Because after the offense comes the cleansing. After the accusation comes forgiveness.

How does this all relate? What does any of this have to do with the two masters?

It relates because I believe that confession is our primary way of shifting our allegiance from one master to another.

To agree with God’s judgment on my heart: that is the ultimate betrayal of my Self. That is the rebellion. To strip off all the achievements that my Self has been clinging onto and instead say, “My heart is desperately sick. All the good things I’ve achieved–those are just a facade. My true motives were weak and dirty and evil, and they fall so short of the glory God made me for.”

My Self hates confession. She hates the process of tearing down all the cloud castles we’ve worked so hard to build together. She’ll resist it for all she’s worth.

But this is how I serve the Good Master: by agreeing with him. By calling my sin what he calls it. By opening the house of my soul and bringing all of its dirtiness out into the light.

And this is the secret of confession: if I submit to God’s judgment of my sin and agree that what He says about my heart is true, simply because He says it, then yes, I feel judgment for my sin. But then I also submit just as fully to God’s forgiveness of my sin. If I agree with what the Good Master says about my deceitful, wicked heart, then I also receive the benefit of agreeing with him when he pronounces me clean.

This is the purpose of confession. Not to wallow in my sin; not to beat myself up about how evil I am; but to free me from my sin. To embrace forgiveness that comes simply from God’s word, not from anything that I do. I confess, and poof! I’m made clean.

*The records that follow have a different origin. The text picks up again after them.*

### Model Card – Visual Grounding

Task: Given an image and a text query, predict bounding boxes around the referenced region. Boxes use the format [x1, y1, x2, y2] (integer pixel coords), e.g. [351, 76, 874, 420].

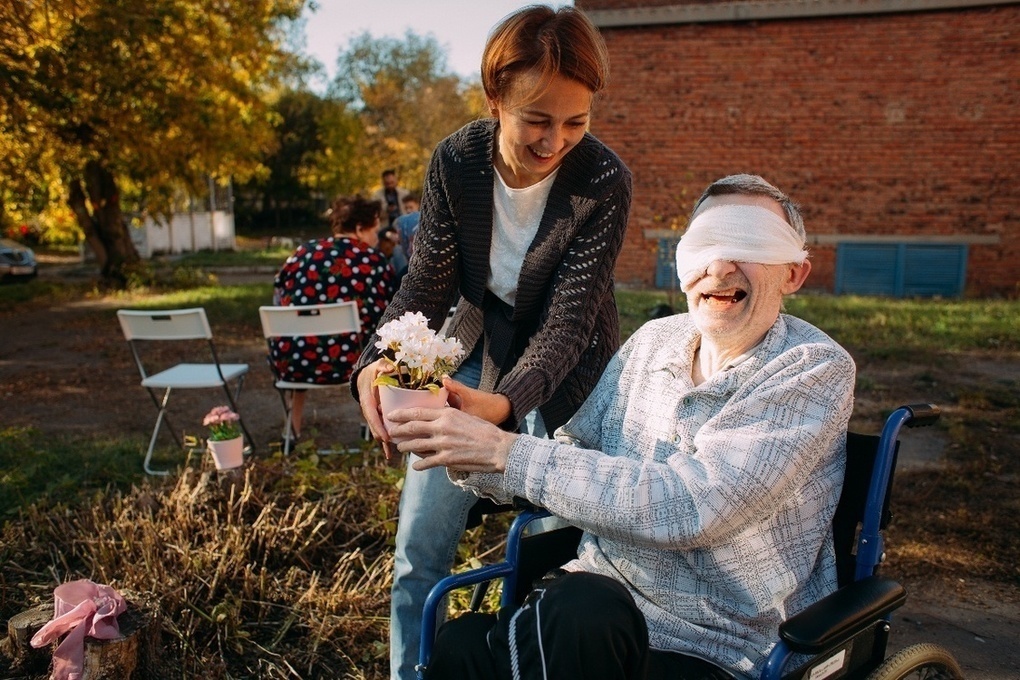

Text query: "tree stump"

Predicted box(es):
[2, 599, 160, 679]
[1, 604, 52, 676]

If we confess our sins, he is faithful and just to forgive us our sins and cleanse us from all unrighteousness.
– 1 John 1:9

My Self loves to parade around her achievements so she can feel good. And it might be nice in the moment to bask in the glory of doing something, of having something to point to. But my Self is never satisfied. After one thing is done, she’s always asking for the next thing. And when I make mistakes, she never forgives, not until I earn my way back, dig myself out of the hole.

I prefer the Good Master. He made me by the word of his mouth, and he sustains me in the same way. His word pierces my heart to reveal my sin, but his word washes me clean and makes me new in righteousness. In all of it, it’s his word that does it–the only thing I do is agree with what he says.